It has been a long standing consensus-secret in the Uruguayan political system that when you are elected or have been nominated to a political post, you must not forget the family or friends particularly if they are in distress. This means in practical terms that the generous Uruguayan state will incorporate you to the burgeoning bureaucracy be it at national or regional level.
It is not always the case but it is an extended practice and to a certain point can be justified although it is contrary to law and ethics: in effect the extremely competitive Uruguayan political system many times demands that elected officials have someone to look after its back, and why not name relatives, close relatives.
That is the case of president Tabare Vazquez who named his brother, a licensed nurse, as deputy of the Home Office, which in the Uruguayan system deals with security, and law and order, combating the growing drug cartels, and also has under command some 45.000 armed men and women plus a sophisticated surveillance system.
However in this case although a certified nurse, and ex guerrilla kidnapper, Vazquez' brother must effectively be aware of what the minister is doing, since he is totally loyal to ex president Jose Mujica, and belongs to his inner circle. The fragile catch all coalition that rules Uruguay since 2005, has two main blocks, one more orthodox led by Vázquez, Finance minister Danilo Astori and foreign minister Rodolfo Nin Novoa, and the other under control of Mujica and his ex guerrillas, the powerful communist party and small radical groups, which have managed to condition Uruguay's foreign policy, clearly aligned behind Maduro's Venezuela, and have been contained economically by massive government employment and contracts to non government companies closely linked politically.
But leaving aside heavy politics, it has emerged that contracting direct relatives, friends, lovers is widely extended to the whole of Uruguay' administration. It all emerged strongly when several opposition regional governments had to admit publicly these sins, forced by political squabbling and leaks to the media, which makes the whole issue alarming since most of these administrations receive money from the central Treasury.
Not to say the fury of a majority of public opinion, particularly when farmers are protesting in highways and employment is increasingly scarce.
However despite the cautious Uruguayan media approach, a flood of similar cases at the main administration in Montevideo emerged. In effect one of the members of the National Health Scheme board, had contracted his son's 18-year old girlfriend as a secretary in his office with a salary approximately equivalent to US$ 2.000 when the average income in Montevideo, the highest in Uruguay is below US$ 1.000.
President Vazquez took advantage of the situation and fired the three board members. To be entirely straight forward the NHS as well as the Public Health Ministry belong to the Communist party in the cabinet distribution, and Vazquez was quite fed up particularly with the president, a cheeky lady who was protecting many presumably corruption cases and insisted in meeting President Vazquez before making any decision about her future. Even the Communist party let her go. Vazquez promised a clean start, but named another communist doctor, former head of a regional government who has been accused of employing many members of his family when he was a mayor.
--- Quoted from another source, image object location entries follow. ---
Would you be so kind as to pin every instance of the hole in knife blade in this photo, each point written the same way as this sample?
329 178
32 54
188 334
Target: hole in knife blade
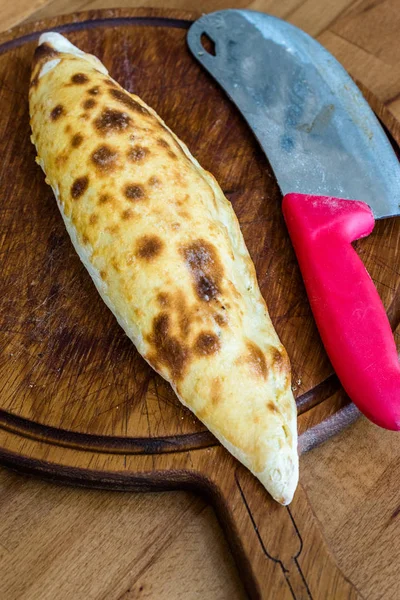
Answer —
208 44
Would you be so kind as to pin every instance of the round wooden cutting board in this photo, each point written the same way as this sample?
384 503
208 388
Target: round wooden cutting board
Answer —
77 401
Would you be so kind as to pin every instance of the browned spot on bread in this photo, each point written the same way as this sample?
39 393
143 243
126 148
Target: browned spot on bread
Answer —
112 229
126 215
115 265
61 159
163 299
77 140
206 344
89 103
280 362
148 247
79 78
166 349
127 101
203 262
163 143
134 191
112 121
79 187
216 391
57 112
221 320
105 199
154 181
256 360
137 154
104 159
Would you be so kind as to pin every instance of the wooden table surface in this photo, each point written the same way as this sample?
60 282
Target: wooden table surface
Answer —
58 542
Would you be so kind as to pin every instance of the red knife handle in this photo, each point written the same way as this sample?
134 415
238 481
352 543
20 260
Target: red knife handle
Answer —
348 311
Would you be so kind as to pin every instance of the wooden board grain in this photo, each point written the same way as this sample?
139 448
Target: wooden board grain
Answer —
77 401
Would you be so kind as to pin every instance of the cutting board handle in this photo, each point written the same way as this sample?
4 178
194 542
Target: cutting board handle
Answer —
280 550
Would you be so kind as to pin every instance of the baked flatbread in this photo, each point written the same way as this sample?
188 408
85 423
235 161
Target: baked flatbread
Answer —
165 251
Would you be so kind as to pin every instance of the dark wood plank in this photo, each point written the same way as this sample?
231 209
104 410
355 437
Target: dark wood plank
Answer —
62 413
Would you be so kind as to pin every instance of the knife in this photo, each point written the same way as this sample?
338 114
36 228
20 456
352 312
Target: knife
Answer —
337 172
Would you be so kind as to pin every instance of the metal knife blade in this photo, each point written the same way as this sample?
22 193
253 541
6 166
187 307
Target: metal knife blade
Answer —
317 130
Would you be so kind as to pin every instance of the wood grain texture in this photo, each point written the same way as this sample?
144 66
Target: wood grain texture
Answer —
59 335
364 562
88 545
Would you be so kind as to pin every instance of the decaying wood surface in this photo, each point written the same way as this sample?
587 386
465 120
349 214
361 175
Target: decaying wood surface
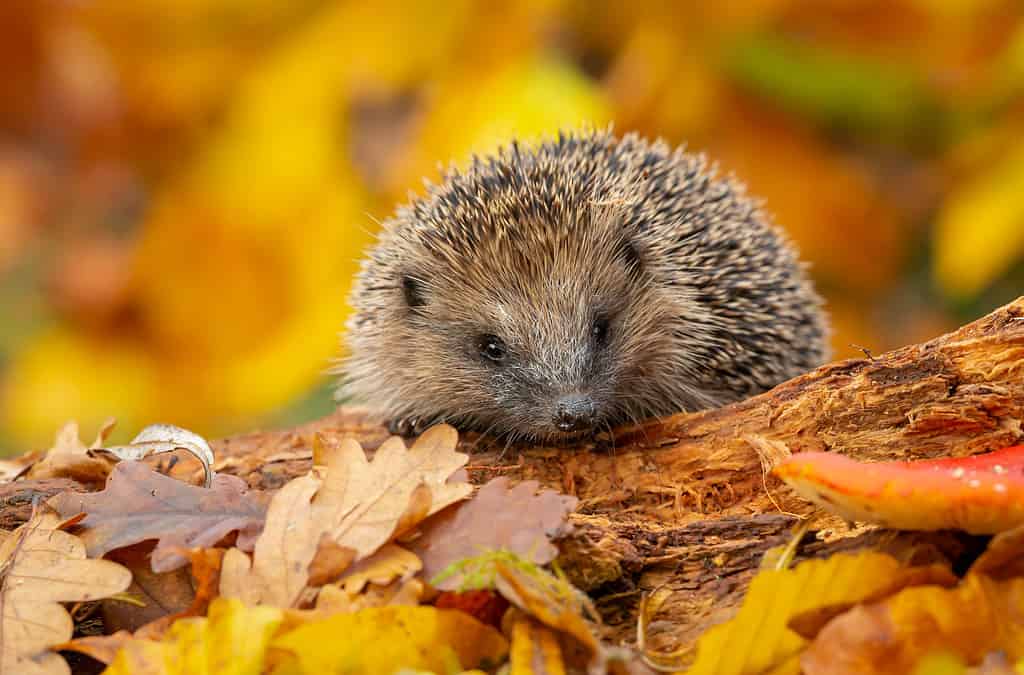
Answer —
685 500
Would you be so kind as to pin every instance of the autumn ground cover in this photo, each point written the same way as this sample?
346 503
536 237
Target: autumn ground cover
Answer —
184 188
336 547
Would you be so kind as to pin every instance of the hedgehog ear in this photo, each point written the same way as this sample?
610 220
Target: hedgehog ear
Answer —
629 254
412 289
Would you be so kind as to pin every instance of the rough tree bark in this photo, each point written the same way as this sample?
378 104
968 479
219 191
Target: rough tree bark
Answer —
685 500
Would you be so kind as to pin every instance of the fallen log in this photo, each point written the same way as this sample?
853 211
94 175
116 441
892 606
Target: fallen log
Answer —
686 500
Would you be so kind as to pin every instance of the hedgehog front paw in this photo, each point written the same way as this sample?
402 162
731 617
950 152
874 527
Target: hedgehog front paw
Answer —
411 425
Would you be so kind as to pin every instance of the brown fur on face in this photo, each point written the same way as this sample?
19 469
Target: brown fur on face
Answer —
613 272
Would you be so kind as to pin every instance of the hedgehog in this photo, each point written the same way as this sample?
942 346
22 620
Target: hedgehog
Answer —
551 291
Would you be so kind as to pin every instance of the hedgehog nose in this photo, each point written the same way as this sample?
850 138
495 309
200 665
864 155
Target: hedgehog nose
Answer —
574 413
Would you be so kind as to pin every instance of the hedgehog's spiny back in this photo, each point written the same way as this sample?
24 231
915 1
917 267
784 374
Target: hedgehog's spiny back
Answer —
717 304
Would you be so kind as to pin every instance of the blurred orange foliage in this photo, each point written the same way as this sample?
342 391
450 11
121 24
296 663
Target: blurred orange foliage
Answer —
186 185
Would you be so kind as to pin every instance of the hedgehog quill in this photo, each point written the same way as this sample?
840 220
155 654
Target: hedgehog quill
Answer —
550 291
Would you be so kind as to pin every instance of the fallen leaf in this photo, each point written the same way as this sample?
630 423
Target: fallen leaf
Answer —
354 503
70 458
423 638
1004 557
389 562
333 599
101 647
365 501
330 561
279 570
231 640
517 518
535 649
892 636
983 494
154 596
485 606
552 601
139 504
158 438
758 638
206 579
44 566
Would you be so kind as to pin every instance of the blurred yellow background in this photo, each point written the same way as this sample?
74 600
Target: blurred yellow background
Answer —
185 185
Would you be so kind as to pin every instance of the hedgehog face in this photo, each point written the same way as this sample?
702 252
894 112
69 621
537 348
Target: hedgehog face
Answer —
535 344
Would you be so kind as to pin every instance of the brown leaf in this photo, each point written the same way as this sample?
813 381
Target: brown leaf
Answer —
535 648
978 617
139 504
551 601
366 501
357 504
330 560
388 563
70 458
158 438
155 595
43 567
206 577
333 599
517 518
100 647
279 570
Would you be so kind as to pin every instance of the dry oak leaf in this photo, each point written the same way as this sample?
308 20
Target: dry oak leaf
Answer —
388 563
139 504
333 599
557 604
205 572
389 639
978 617
70 458
981 495
536 648
759 637
43 566
231 640
366 502
517 518
350 503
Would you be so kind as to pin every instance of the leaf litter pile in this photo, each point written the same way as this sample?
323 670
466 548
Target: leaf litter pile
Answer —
395 563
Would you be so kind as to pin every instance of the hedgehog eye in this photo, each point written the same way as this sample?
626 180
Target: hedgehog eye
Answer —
599 330
413 292
492 347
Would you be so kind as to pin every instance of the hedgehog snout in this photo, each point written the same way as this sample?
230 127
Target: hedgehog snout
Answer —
574 413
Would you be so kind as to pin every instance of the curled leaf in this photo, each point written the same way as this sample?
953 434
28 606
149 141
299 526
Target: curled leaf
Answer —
164 438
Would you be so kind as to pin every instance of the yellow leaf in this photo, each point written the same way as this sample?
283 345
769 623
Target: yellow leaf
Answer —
385 639
231 640
758 639
534 643
981 230
978 617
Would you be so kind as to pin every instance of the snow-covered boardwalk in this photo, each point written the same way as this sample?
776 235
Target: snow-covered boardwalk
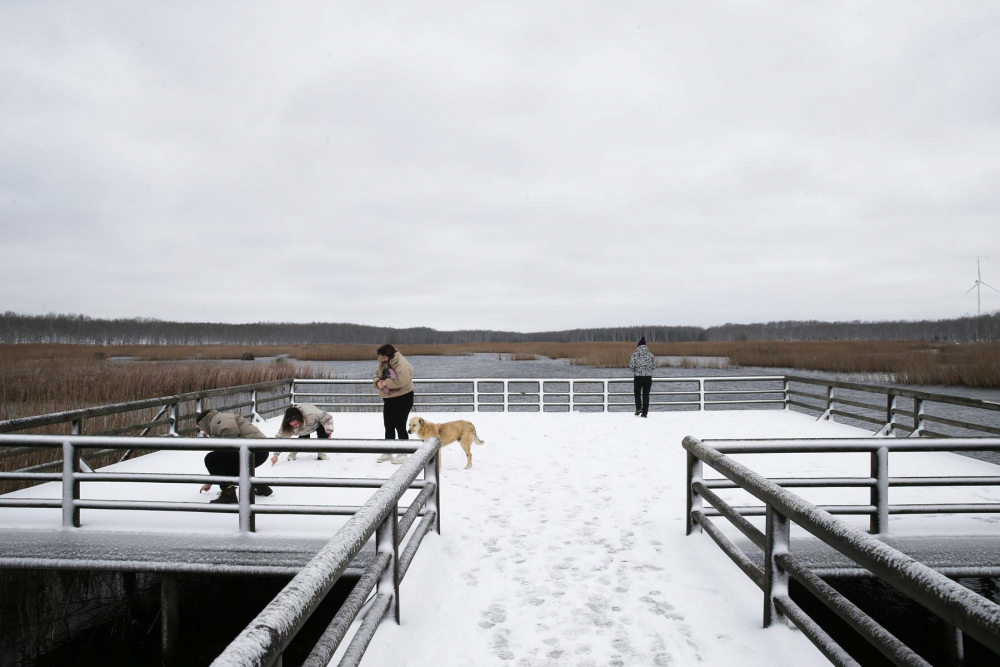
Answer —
563 545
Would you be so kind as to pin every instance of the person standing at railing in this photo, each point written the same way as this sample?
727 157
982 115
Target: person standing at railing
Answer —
642 362
226 463
302 420
394 382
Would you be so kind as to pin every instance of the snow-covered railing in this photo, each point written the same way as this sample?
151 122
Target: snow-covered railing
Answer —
956 605
72 475
551 394
878 481
839 396
266 637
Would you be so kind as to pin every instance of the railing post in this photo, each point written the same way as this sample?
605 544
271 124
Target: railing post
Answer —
247 523
385 542
432 473
879 521
71 487
775 579
172 415
694 474
918 417
169 617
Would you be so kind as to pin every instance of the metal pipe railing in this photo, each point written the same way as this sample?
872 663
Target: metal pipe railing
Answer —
265 638
965 610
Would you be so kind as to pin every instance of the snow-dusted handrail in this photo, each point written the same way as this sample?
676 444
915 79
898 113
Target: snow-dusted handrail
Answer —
957 605
263 641
72 474
502 396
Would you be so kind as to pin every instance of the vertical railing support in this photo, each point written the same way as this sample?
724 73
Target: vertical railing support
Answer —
172 415
71 487
169 617
954 646
879 521
432 473
385 542
694 474
247 523
918 417
775 579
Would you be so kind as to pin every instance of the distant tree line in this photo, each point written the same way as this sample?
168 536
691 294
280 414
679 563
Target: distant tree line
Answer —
80 329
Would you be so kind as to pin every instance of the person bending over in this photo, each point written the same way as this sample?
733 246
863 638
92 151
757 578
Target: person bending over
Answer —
302 420
226 463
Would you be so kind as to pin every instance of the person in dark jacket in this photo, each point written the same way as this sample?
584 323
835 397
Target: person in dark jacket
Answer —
642 364
394 382
226 463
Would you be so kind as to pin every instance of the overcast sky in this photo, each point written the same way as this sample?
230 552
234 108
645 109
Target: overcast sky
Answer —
516 165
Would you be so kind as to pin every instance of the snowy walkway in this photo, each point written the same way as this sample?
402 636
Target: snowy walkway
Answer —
564 544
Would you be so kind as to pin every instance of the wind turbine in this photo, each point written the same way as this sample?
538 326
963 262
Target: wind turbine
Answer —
978 287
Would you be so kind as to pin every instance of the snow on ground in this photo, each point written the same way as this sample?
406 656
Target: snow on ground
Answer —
564 544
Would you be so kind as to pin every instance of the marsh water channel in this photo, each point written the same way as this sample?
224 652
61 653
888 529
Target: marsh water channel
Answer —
217 608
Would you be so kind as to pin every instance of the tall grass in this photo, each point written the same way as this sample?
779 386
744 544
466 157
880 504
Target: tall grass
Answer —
41 386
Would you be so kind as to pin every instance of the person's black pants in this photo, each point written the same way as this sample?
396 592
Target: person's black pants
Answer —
227 463
395 412
642 385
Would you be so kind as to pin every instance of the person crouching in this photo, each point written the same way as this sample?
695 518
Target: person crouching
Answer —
302 420
226 463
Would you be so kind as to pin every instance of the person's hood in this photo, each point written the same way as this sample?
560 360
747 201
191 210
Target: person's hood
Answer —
207 419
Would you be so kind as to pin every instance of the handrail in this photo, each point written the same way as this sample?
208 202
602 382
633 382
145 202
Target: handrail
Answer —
72 475
264 639
964 609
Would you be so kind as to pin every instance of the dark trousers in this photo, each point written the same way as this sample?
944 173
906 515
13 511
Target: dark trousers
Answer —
395 412
227 463
642 384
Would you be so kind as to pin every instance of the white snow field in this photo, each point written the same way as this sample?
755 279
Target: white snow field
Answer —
564 543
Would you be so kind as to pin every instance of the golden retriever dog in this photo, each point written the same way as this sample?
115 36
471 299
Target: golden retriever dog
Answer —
447 433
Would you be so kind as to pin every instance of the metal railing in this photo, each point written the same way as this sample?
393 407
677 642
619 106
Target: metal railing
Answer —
965 610
72 475
837 398
263 641
551 394
878 481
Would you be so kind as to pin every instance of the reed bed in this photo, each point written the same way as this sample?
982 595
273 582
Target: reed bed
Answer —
32 387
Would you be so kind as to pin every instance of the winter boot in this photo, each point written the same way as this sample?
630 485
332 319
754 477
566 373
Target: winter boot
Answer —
227 496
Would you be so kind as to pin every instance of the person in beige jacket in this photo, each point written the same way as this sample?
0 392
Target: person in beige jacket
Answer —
394 382
226 463
302 420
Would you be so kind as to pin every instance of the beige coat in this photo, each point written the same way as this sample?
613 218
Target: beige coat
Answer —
312 419
227 425
403 384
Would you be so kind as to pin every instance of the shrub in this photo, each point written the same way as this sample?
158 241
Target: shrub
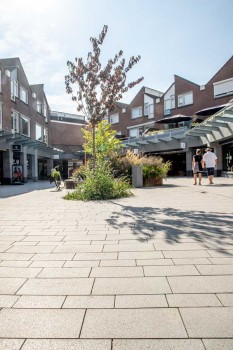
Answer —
99 185
154 167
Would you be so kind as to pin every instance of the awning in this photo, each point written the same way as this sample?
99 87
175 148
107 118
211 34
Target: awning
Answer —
210 111
174 119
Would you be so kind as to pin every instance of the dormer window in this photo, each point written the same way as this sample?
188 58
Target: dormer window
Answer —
23 95
185 99
39 107
14 89
136 112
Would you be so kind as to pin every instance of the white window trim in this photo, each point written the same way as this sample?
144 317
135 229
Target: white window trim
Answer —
45 139
140 112
0 115
114 118
15 114
42 132
39 110
229 92
26 94
21 129
183 99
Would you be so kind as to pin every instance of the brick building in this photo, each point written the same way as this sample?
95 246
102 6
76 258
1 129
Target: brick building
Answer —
25 153
182 98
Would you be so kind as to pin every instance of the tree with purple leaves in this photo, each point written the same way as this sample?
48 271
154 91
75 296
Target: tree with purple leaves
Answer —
97 88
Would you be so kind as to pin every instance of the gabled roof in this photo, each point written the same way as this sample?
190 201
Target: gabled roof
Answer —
230 59
189 81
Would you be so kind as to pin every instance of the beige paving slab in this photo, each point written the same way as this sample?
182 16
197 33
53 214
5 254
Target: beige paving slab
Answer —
10 285
81 263
218 344
117 271
219 254
152 262
140 255
14 256
140 301
208 322
179 246
36 323
181 270
201 284
117 263
84 238
158 344
130 285
31 249
89 302
226 299
79 248
44 263
192 261
132 323
11 238
24 244
219 261
15 263
67 344
95 256
19 272
11 344
192 300
53 256
57 286
39 302
215 269
129 248
64 272
7 301
186 254
43 238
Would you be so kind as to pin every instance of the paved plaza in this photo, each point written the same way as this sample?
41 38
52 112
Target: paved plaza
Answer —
149 272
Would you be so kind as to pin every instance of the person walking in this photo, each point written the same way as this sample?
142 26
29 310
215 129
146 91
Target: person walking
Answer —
210 161
197 167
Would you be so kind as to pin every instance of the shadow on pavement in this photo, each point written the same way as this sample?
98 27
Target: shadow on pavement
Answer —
212 230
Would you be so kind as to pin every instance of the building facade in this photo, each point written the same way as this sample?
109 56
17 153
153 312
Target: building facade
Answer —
25 153
183 100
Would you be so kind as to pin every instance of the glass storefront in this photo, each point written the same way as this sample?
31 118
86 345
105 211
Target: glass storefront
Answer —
227 156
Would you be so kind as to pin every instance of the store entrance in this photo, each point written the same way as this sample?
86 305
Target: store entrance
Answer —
178 163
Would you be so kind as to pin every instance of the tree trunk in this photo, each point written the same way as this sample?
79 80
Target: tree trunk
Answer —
93 146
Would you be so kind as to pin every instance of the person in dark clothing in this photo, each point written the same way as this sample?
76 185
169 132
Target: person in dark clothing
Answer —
197 166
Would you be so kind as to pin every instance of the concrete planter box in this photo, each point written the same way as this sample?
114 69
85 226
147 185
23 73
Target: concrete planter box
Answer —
153 181
70 184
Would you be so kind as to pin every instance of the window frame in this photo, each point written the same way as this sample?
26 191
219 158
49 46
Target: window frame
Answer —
42 132
15 121
1 116
23 90
23 117
139 108
181 98
114 116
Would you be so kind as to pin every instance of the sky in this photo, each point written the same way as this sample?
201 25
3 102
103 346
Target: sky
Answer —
189 38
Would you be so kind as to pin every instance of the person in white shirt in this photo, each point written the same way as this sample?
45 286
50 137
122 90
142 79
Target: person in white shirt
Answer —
210 161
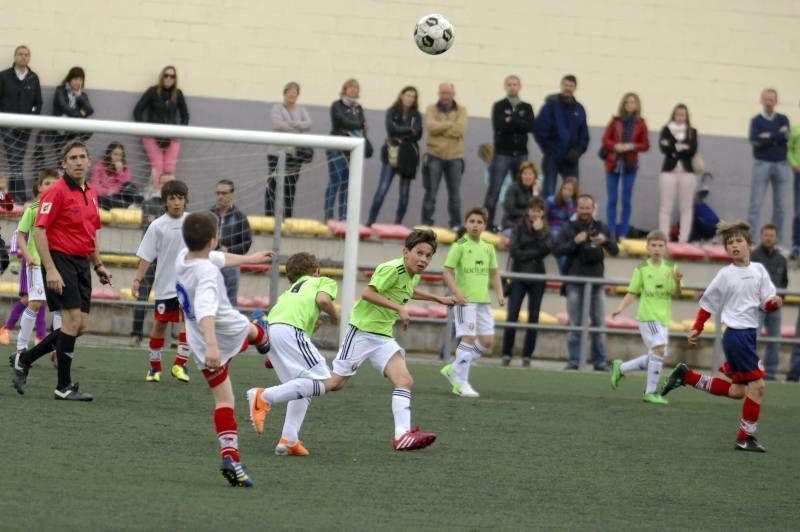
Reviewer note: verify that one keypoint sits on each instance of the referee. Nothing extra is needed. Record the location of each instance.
(66, 235)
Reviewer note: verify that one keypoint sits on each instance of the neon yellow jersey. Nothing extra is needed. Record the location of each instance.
(392, 281)
(473, 263)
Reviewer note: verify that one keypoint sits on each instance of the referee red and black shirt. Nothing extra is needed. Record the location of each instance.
(70, 216)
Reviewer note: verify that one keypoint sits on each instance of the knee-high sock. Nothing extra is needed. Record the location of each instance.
(401, 409)
(26, 324)
(637, 364)
(227, 435)
(654, 365)
(295, 414)
(299, 388)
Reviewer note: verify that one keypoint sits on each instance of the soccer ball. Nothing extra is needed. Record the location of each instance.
(434, 34)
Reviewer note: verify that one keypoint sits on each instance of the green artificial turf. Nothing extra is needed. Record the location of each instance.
(539, 450)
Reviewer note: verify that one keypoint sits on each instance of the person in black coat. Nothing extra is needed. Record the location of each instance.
(530, 244)
(21, 93)
(400, 153)
(162, 104)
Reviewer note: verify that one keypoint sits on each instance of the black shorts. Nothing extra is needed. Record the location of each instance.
(77, 276)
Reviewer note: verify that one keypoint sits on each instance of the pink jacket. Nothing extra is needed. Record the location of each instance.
(106, 184)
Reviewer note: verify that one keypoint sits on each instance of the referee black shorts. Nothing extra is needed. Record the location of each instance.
(77, 276)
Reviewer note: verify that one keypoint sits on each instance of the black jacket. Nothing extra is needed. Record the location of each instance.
(584, 259)
(21, 97)
(511, 127)
(515, 205)
(529, 247)
(61, 104)
(158, 109)
(234, 231)
(666, 143)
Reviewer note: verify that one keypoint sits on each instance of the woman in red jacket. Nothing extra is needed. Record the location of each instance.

This was followed by the revelation that three members of the Administration's Tribunal Dispute board had employed their daughters as advisors. The excuse was that they had a university education and were experts in administrative law. Another case erupted at the National Pensions Bank, when two of its board members admitted having employed their partners in their offices. It was then remembered that Finance minister Astori had named his partner as an advisor to the ministry; likewise the Social Development minister responsible for handouts to those in extreme poverty had given a job to the boy friend of her daughter and to her future sister in law.
Foreign minister Nin Nova was also generous with Treasury funds, he incorporated as an advisor allegedly in foreign policy, the daughter of Vazquez' head of the presidential Media Office. The young professional is a vet.
And the list can go on and on, but president Vazquez had to admit a brother in law of his, the father of the wife of his eldest son belongs to the special corps that looks after the president and occasionally is his chauffer.
Vazquez promised he will consult with the Transparency and Public Ethics Office, regarding his brother in law. But it's a toothless office which besides lacking funds for any investigation; it simply safeguards closed envelopes of the mandatory sworn statements from top officials that can be only opened on demand from the judiciary or serious suspicions of wrongdoing.